As the play opens, she shows up dutifully at his door at exactly 11:30 a.m., “not a minute early and not a minute late” as requested. Dostoyevsky is horrified at the prospect of a female assistant. But to his surprise, she seems to understand something fundamental about his work and his nature. With her help, he begins to glimpse some hope of completing the impossible task in time.
A graphic and unsettling depiction of Jesus after his crucifixion, emaciated and beaten, hangs front and center in the set, vividly underscoring the play's central themes. Snitkina remarks on the painting and Dostoyevsky's strange fascination with it. He hangs it in his home, she tells her mother, to remind himself that Jesus was a man, and when men die, they stink.
“Do you think that God’s light shines everwhere except on you?”
Anna Snitkina (played by Jessoca Quindlen)

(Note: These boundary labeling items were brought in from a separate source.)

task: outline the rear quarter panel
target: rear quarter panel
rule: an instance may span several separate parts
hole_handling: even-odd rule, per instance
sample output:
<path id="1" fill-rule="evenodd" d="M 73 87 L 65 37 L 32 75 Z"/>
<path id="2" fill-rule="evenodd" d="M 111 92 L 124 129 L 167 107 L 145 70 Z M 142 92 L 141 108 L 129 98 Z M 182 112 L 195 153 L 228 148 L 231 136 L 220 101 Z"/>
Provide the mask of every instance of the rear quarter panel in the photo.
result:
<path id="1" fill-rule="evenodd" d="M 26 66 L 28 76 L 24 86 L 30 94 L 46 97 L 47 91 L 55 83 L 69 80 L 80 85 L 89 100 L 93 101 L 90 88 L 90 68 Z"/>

Zibart's play is elegant and deeply philosophical, as she gracefully weaves Dostoyevsky's words with her own, probing ideas that claw at the extremes of human experience, and question the nature of the sacred and the profane within our lives.
To pose these questions so directly within a work of fiction without resorting to lecturing or preachiness is remarkable. The characters grapple with these weighty ideas about our existence and relationship with God. The questions arise as both try in their own ways to relate to each other and to the world.
But the chief shortcoming of Jewel is its headiness. While the characters debate these philosophical notions intellectually, they’re hardly ever reflected in their actions, behavior or choices. More than anything, this play is the story of Dostoyevsky's redemption—and yet, we never see a real change in his character.
In the first act, Snitkina describes him to her mother as aloof, dismissive and even rude. But we never really see that surly, off-putting demeanor. We know it exists because we hear about it, but Dostoyevsky doesn’t embody it, nor do we see her react in the moment but only discuss it later with her mother. In the second act, as he accepts his redemption and becomes a more open and evolved man, we’re robbed of the full effect of the transformation.
When Dostoyevsky breaks down and confesses how completely he has succumbed to his darkest, most depraved impulses, it's difficult to believe that the genteel man on stage could ever become consumed by such animal passion. And when Snitkina asks him the question that lies at the crux of the entire story—"Do you think that God's light shines everywhere except on you?"—it doesn't wholly resonate with the characters as they've been presented to us.
A Jewel in the Manuscript is a well-constructed play, and Zibart proves herself to be both a skilled writer and philosopher. I've seen countless plays crash and burn trying to imbue themselves with the kind of depth that Zibart so delicately breathes into her story. But until the emotional core behind the characters' language is uncovered, this play feels unfinished. A Jewel in the Manuscript is itself stuck in the clouds, never quite realizing the nitty-gritty of human existence that so enthralled Dostoyevsky.